Even prior to the events of July 2021, South Africans were in no mood to hear about being disarmed. And if there was ever a demonstration of how the police are unable to protect the public, it was the riots in KZN and Gauteng. It was the public, the lawfully armed public that saved the day for the police while that agency floundered without leadership, organisation, and ammunition.

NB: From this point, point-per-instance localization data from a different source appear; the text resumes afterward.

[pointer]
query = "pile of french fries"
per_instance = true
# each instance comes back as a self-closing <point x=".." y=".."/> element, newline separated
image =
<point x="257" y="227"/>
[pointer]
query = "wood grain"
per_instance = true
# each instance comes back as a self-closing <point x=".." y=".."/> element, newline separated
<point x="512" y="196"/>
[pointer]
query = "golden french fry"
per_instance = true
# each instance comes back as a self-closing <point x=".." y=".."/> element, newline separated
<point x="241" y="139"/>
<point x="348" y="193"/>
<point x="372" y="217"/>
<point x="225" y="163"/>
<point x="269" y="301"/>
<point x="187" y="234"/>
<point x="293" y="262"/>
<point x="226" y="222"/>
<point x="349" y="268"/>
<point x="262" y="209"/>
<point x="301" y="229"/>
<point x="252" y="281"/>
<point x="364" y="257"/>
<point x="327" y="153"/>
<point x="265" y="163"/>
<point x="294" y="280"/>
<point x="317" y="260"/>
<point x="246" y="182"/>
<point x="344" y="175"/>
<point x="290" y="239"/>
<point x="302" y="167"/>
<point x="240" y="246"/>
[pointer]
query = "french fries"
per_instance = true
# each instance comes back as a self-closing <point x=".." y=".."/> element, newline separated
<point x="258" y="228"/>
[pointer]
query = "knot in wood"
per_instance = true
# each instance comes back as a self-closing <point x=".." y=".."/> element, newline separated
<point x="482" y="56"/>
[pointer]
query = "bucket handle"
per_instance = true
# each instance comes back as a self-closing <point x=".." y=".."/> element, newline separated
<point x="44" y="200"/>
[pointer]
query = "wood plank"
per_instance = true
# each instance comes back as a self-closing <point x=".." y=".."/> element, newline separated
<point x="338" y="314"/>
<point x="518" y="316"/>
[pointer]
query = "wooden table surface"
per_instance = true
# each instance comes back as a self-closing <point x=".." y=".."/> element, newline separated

In contrast to Mr. Vearey’s view, I advance the notion that a firearm is a necessary and intrinsic part of a civilized nation. We protect our ministers, assets, celebrities and visiting dignitaries with guns, we lawfully use guns for hunting and competitive sport shooting and we rely on them for self-defence against a life-threatening attack. Whether we like it or not, guns are intrinsic to civilisation. A firearm removes the disparity in physical strength, size or numbers between a potential attacker and a defender and is realistically the only personal weapon that puts a 60kg woman on an equal footing with a 120kg attacker. Why should private persons at the mercy of unchecked crime face criminals with empty hands while the political elite live in state-sponsored safety?
In closing, perhaps it is time for Gun Free South Africa to move away from an extreme that makes them irrelevant in our country? Could they re-brand as Crime Free South Africa and work with civic-minded persons to make South Africa an uncomfortable place for criminals? It beats punishing law abiding firearm owners while criminals roam free.
Murder and violence in South Africa will not be solved by disarming law abiding private citizens.